California is composed of 11 major biogeographic areas, or bioregions. The great diversity of habitats within the state has allowed California to serve as a final refuge for species once dispersed throughout the West. The isolation provided by restricted habitats has allowed them to act not only as refuges, but also as centers of evolution for new species. Hence, California has a remarkably high degree of endemism – of species found nowhere else – in much the same way that an island often has endemic species. The two most important arbiters of California’s natural landscapes are its Mediterranean climate and its varied topography.
These factors are interconnected: landforms modify the climate, producing local variations in temperature and precipitation, and climate determines the nature and rate of erosion and soil deposition. Over eons, these and other factors have interacted to produce an amazing diversity of both landscapes and species. More than a third of the plants native to California are endemic, either evolving here in response to the continual opening up of new ecological niches, or finding refuge here after geologic change had altered their homelands. In California, population growth is obviously a direct cause of spreading urbanization.
New housing developments and freeways overwhelm woods, meadows, and chaparral, destroying unique habitats full of evolutionary novelties, placing many native plant and wildlife species in imminent danger of extinction. It is tempting to blame our problems on overpopulation. The California that once supported 300,000 native Americans is now teeming with about 31. 5 million inhaitants-and their automobiles. It may be that the state’s environment cannot support this many people, but we also should remember that incredible environmental damage had already been done when the state’s human population numbered 1 million or fewer.

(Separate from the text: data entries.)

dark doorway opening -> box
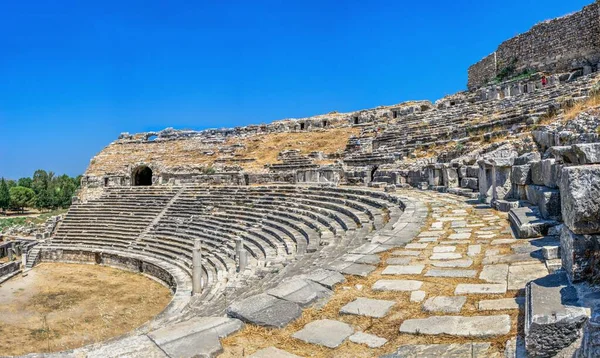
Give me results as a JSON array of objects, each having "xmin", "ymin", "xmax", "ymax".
[{"xmin": 133, "ymin": 166, "xmax": 152, "ymax": 186}]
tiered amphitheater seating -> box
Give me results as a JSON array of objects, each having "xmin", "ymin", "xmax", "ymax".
[{"xmin": 45, "ymin": 185, "xmax": 402, "ymax": 300}]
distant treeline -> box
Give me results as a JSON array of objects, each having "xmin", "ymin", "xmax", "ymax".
[{"xmin": 0, "ymin": 170, "xmax": 81, "ymax": 212}]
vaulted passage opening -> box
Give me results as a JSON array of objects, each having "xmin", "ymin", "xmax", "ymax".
[{"xmin": 133, "ymin": 166, "xmax": 152, "ymax": 186}]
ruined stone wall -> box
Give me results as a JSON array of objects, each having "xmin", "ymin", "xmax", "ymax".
[
  {"xmin": 468, "ymin": 3, "xmax": 600, "ymax": 89},
  {"xmin": 467, "ymin": 52, "xmax": 497, "ymax": 88}
]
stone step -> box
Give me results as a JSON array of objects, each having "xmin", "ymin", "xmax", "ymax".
[
  {"xmin": 525, "ymin": 272, "xmax": 590, "ymax": 357},
  {"xmin": 400, "ymin": 315, "xmax": 511, "ymax": 338},
  {"xmin": 508, "ymin": 207, "xmax": 558, "ymax": 239}
]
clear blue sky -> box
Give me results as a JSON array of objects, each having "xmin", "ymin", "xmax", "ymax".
[{"xmin": 0, "ymin": 0, "xmax": 592, "ymax": 178}]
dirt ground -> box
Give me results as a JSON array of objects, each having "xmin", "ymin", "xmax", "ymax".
[{"xmin": 0, "ymin": 263, "xmax": 171, "ymax": 356}]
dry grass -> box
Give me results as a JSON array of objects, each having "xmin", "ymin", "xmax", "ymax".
[
  {"xmin": 0, "ymin": 264, "xmax": 171, "ymax": 355},
  {"xmin": 222, "ymin": 203, "xmax": 523, "ymax": 358},
  {"xmin": 86, "ymin": 127, "xmax": 360, "ymax": 175},
  {"xmin": 227, "ymin": 127, "xmax": 360, "ymax": 169}
]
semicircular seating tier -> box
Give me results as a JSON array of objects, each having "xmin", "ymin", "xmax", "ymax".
[{"xmin": 42, "ymin": 185, "xmax": 403, "ymax": 306}]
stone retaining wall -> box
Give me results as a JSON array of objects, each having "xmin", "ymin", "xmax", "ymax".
[
  {"xmin": 40, "ymin": 248, "xmax": 177, "ymax": 292},
  {"xmin": 0, "ymin": 261, "xmax": 21, "ymax": 281},
  {"xmin": 468, "ymin": 3, "xmax": 600, "ymax": 89}
]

It may be more appropriate to look at the nature of our economic system, a system oriented toward and dependent upon continuous growth, and one that operates on the fixed assumptions that there are potentially unlimited resources at one end of our economic pipeline and, at the other, a bottomless sink for disposal of wastes. Of course, there is neither. The first inhabitants of California lived for centuries within the limits of their environment, and the Spanish and Mexican economy was oriented more toward stability than growth.
Unfortunately, the “get-rich-quick” mentality of the Gold Rush pioneers who followed them continues to play a role in California even now. The view of the natural world as a place to live, and therefore to care for, has not held its own against the view of nature as something to exploit. We have reached our present dilemma: Now we must balance the need to protect and maintain what is left of California’s once renowned biodiversity against the need to care for the well-being of its human population. Yet protecting nature is no longer merely an option; the survival of humanity depends on the survival of our cohabitants on Earth.